Beaucoup d’enfants vivent encore dans les régions les plus contaminées, des zones rurales du pays. Parfois à seulement quelques kilomètres de l’usine nucléaire de Tchernobyl. Même s’ils ne présentent pas encore de symptômes, les perspectives pour leur santé sont incertaines s’ils continuent à vivre dans un tel environnement radioactif.

En été, quand la poussière augmente ces taux de radiation, il est important pour les enfants de quitter ces régions contaminées pour quelques semaines d’air pur et de nourriture saine. Beaucoup de médecins biélorusses ont confirmé qu’un séjour dans un environnement sain, loin de la nourriture contaminée, renforce le système immunitaire des enfants, les aide à résister ou à récupérer suite à une maladie grave.

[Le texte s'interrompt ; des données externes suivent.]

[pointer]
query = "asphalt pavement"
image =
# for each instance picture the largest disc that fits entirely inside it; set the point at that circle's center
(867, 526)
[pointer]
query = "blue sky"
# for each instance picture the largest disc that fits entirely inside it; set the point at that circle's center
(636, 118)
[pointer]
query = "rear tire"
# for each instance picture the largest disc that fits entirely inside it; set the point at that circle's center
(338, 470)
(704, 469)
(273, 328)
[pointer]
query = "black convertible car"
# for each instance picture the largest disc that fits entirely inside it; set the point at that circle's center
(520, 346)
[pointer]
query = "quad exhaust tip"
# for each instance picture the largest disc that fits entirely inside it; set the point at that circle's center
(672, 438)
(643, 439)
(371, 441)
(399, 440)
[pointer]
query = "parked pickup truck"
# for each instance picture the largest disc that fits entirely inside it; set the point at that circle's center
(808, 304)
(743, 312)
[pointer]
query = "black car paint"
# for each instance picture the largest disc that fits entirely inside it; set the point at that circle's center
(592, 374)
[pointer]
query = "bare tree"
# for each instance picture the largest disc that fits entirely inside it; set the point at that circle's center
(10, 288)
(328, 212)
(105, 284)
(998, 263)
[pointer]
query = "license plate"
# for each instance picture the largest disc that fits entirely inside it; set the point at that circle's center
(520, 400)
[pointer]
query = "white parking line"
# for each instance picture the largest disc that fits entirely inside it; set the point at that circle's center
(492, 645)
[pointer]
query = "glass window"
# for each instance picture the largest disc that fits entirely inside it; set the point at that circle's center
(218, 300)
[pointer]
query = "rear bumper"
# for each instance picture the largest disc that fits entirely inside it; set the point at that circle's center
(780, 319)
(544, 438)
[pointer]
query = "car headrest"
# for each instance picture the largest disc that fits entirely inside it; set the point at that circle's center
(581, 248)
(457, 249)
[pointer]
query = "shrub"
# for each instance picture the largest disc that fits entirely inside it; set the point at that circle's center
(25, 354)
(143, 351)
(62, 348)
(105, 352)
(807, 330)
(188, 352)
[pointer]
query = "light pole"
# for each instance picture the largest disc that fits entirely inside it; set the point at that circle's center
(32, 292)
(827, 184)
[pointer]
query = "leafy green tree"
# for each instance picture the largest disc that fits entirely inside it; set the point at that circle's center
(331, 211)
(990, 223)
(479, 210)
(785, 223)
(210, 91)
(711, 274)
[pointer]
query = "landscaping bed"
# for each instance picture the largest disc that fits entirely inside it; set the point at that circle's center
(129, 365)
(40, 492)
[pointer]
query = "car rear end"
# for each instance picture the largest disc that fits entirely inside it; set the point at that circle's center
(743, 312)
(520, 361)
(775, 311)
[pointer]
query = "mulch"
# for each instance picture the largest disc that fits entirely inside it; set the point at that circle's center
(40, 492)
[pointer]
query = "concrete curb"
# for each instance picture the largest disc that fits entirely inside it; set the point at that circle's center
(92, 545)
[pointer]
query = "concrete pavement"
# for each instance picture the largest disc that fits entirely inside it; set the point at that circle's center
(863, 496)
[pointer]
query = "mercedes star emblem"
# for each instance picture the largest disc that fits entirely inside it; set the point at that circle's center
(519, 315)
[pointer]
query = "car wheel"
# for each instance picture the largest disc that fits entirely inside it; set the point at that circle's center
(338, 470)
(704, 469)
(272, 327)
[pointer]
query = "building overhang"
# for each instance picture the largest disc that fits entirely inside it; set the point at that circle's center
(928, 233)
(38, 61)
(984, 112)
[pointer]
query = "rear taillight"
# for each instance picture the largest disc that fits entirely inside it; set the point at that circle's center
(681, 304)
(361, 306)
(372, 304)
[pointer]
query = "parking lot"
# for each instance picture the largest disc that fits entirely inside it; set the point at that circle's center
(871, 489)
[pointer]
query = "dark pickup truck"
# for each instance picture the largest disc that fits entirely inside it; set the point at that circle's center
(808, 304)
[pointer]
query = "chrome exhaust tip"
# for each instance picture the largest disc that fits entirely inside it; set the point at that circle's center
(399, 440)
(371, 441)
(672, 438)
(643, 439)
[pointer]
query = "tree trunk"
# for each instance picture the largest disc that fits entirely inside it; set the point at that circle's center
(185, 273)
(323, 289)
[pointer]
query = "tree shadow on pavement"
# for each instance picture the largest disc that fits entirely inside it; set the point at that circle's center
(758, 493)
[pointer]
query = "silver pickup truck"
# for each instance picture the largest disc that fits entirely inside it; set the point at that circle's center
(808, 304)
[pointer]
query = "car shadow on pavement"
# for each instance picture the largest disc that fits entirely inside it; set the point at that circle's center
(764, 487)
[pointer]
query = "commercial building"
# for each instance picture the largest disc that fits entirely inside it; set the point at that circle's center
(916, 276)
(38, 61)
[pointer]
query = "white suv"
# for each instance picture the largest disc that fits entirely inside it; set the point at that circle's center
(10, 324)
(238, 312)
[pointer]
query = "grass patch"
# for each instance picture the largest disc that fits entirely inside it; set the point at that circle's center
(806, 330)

Depuis la catastrophe de Tchernobyl en 1986, beaucoup d’associations caritatives du monde entier ont contribué à l’aide aux pays directement touchés par l’explosion : la Russie, l’Ukraine et surtout la Biélorussie. Dans ce dernier pays, l’aide internationale s’est surtout focalisée sur les régions autour de la frontière ukrainienne près de la centrale nucléaire, en particulier la région de Gomel-Oblast, située au sud-est de la Biélorussie. Mais il ne se trouve pas beaucoup de régions non contaminées par les radiations et peu de gens non exposés à celles-ci.

C’est pour cette raison que nous avons choisi de centrer nos projets sur des zones qui, bien que relativement éloignées des secteurs les plus affectés dans le sud-est de la Biélorussie, sont officiellement considérées comme contaminées par l’Institut National de Biélorussie de Radiation et par des observateurs indépendants internationaux.

Ce qui nous a le plus impressionné lors de nos visites dans ces régions, est la relation chaleureuse du peuple qui essaie de vivre normalement en dépit des circonstances. Bien que, apparemment, leur situation puisse parfois sembler sans danger, le niveau de radiations dans leur environnement signifie qu’ils sont, en fait, constamment sous la menace. Il en sera d’ailleurs ainsi pendant encore des années. Ceux dont les vies sont le plus en danger sont les plus jeunes, les plus vulnérables. Nous voudrions pouvoir les aider.